Despite this testimony, he was found guilty of each murder and sentenced to death at the end of August 2011. An Osage County judge issued a death warrant for Kahler on October 11, 2011.

== In lower courts ==

Under state law, capital murder cases can be appealed directly to the state supreme court. Accordingly, Kahler appealed his case to the Kansas Supreme Court, raising ten issues related to the conduct of the trial and actions taken by the judge and prosecutor. Two of these issues were the constitutionality of KSA 22–3220, the 1995 state law which abolished the traditional insanity plea and allowed defendants only the option of arguing that their mental illness prevented him from forming criminal intent, as well as the constitutionality of executing someone who currently suffers from a severe mental illness

In a ruling, the Kansas Supreme Court rejected Kahler's appeals, noting its prior precedent in State v. Bethel (2003):
The same arguments made by Kahler were considered and rejected by this court in State v. Bethel, 275 Kan. 456, 66 P.3d 840 (2003). The Bethel court conducted a thorough review of the pertinent decisions of the United States Supreme Court and other states that had considered the issue. Ultimately, the Bethel court concluded that "K.S.A. 22-3220 does not violate the defendant's right to due process under the United States or Kansas Constitutions." 275 Kan. at 473; see State v. Searcy, 118 Idaho 632, 798 P.2d 914 (1990) (finding mens rea approach of state statute did not violate due process); State v. Korell, 213 Mont. 316, 690 P.2d 992 (1984) (same); State v. Herrera, 895 P.2d 359 (Utah 1995) (same). Kahler relies on Finger v. State, 117 Nev. 548, 569, 27 P.3d 66 (2001), in which the Nevada Supreme Court held legal insanity is a fundamental principle of the criminal law of this country. But the Bethel court considered and rejected the reasoning of the Nevada Supreme Court in Finger, and we adhere to our Bethel decision.

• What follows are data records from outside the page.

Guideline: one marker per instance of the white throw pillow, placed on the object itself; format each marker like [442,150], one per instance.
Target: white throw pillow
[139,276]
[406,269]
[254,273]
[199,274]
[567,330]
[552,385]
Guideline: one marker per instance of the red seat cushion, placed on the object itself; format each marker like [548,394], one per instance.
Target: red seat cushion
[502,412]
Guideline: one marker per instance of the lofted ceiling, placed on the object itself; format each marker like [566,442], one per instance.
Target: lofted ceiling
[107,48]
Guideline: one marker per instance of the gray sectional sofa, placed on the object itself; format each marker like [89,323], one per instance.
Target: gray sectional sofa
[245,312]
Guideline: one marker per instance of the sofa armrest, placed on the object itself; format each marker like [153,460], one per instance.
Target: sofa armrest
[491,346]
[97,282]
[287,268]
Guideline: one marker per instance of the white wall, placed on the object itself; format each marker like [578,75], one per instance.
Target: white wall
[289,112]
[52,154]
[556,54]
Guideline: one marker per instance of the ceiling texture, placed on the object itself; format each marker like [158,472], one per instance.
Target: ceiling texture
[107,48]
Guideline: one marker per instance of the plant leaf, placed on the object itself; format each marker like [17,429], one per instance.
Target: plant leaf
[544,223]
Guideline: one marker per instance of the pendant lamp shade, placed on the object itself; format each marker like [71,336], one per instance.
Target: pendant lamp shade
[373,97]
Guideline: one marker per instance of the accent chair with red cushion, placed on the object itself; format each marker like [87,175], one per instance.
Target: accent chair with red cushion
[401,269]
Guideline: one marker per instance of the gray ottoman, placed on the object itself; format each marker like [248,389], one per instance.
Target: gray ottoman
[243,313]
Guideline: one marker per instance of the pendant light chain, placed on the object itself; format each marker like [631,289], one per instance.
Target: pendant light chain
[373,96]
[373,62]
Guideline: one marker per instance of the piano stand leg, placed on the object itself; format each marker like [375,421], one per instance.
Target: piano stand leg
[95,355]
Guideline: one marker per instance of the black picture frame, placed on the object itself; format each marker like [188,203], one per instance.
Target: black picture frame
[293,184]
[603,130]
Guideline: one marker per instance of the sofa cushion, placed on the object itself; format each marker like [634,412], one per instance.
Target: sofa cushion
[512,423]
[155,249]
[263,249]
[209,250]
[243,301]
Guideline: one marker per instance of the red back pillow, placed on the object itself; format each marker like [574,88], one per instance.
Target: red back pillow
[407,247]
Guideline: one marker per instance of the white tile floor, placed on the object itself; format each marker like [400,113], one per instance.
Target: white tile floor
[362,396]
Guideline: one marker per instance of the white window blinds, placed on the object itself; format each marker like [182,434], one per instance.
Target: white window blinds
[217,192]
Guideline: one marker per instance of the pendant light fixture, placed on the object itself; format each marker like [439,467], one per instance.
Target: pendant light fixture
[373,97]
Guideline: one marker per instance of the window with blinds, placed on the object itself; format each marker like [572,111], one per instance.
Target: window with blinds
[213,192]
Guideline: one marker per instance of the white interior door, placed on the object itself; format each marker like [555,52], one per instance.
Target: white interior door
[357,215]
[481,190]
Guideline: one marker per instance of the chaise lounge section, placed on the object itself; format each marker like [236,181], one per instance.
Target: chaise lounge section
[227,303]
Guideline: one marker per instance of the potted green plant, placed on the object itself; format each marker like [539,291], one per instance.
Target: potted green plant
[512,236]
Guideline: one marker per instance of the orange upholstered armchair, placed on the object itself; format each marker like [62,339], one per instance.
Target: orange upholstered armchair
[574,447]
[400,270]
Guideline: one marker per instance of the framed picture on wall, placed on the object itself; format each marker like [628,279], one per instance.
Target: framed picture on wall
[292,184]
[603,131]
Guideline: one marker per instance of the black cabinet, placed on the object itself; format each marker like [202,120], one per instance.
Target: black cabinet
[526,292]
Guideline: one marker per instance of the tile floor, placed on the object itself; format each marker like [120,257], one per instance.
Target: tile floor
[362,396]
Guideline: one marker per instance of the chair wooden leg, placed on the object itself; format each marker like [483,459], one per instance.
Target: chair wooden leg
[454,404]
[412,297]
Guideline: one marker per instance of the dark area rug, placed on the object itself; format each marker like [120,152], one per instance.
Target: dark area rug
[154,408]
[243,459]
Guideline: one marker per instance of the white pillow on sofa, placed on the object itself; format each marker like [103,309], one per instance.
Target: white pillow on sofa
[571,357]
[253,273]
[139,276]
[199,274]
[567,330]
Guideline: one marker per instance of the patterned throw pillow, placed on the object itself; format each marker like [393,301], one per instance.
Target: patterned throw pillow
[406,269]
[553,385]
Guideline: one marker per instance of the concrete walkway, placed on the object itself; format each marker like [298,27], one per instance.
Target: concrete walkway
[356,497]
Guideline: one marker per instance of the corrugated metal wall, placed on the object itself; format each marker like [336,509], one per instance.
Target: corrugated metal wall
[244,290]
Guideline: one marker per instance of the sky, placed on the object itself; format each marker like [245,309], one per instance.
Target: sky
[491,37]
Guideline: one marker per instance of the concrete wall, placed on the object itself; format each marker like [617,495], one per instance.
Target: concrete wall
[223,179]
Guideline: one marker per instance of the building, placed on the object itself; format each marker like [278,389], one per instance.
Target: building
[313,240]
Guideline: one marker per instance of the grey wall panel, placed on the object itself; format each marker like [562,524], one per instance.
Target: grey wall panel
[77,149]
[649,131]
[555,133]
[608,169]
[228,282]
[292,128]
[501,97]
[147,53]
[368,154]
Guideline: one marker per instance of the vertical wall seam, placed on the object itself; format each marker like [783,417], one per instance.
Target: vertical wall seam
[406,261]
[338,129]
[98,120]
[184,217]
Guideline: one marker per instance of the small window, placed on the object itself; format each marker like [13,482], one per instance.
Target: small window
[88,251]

The Kansas Supreme Court acknowledged that the judge had made errors in handling the case but did not deem these errors significant enough to warrant a new trial or to vacate Kahler's convictions or sentences.

He then appealed his case to United States Supreme Court, which granted a writ of certiorari on March 28, 2019.

At issue in the case is whether the lack of an insanity defense violates the Due Process Clause of the Fourteenth Amendment and Eighth Amendment.

== At the Supreme Court ==

Sarah Schrup, the head of the Northwestern University School of Law Supreme Court practicum, argued the case before the Court on behalf of Kahler. Toby Crouse, the Kansas Solicitor General, argued the case on behalf of the state of Kansas. Oral arguments were held in October 2019. Kahler v. Kansas was the first case that was heard during the October 2019 term.

Kahler's argument is that the M'Naghten rule represents the codification of a legal concept that goes back all the way to Medieval common law and should be considered part of the due process of law. His argument asserts that, for centuries, defendants were held culpable only when they were able to distinguish between right and wrong and that people who were legally insane did not have the capacity to do so. The state's argument emphasized the importance of federalism, allowing states the autonomy to make their own laws within the framework of the state and federal constitutions. The state also noted that the definition of insanity has varied in different ways throughout history and that one version (the M'Naghten rule) should not be viewed as an inherent aspect of due process.

=== Majority opinion ===

Justice Elena Kagan wrote the majority opinion which upheld Kansas's state law. Kagan noted the need to refer back to eminent common-law authorities, such as William Blackstone, Edward Coke, and Matthew Hale. In the opinion, Kagan wrote that the Kansas law did not violate Kahler's fundamental right to due process, noting that definitions of legal culpability and mental illness have been traditionally reserved for the states. Kagan noted that, contrary to Kahler's argument before the court, Kansas had not in fact abolished the insanity defense but had instead simply modified it, which the Constitution has generally permitted. The opinion points out that Kahler could have still presented a mental illness defense at trial and could also have presented evidence during his sentencing hearing.

=== Dissent ===

Justice Stephen Breyer dissented from the majority opinion, joined by Justices Ruth Bader Ginsburg and Sonia Sotomayor. Breyer conceded that states do have broad leeway to define state crimes and criminal procedures, including the definitions and standards of the insanity defense. However, he argued that Kansas's law did not simply modify the insanity defense but had removed the core requirement of whether or not the defendant could distinguish from right and wrong. Breyer's dissent was rooted in the centuries of tradition behind the original M'Naghten Rule and noted that only a handful of states had modified it in the way that Kansas had.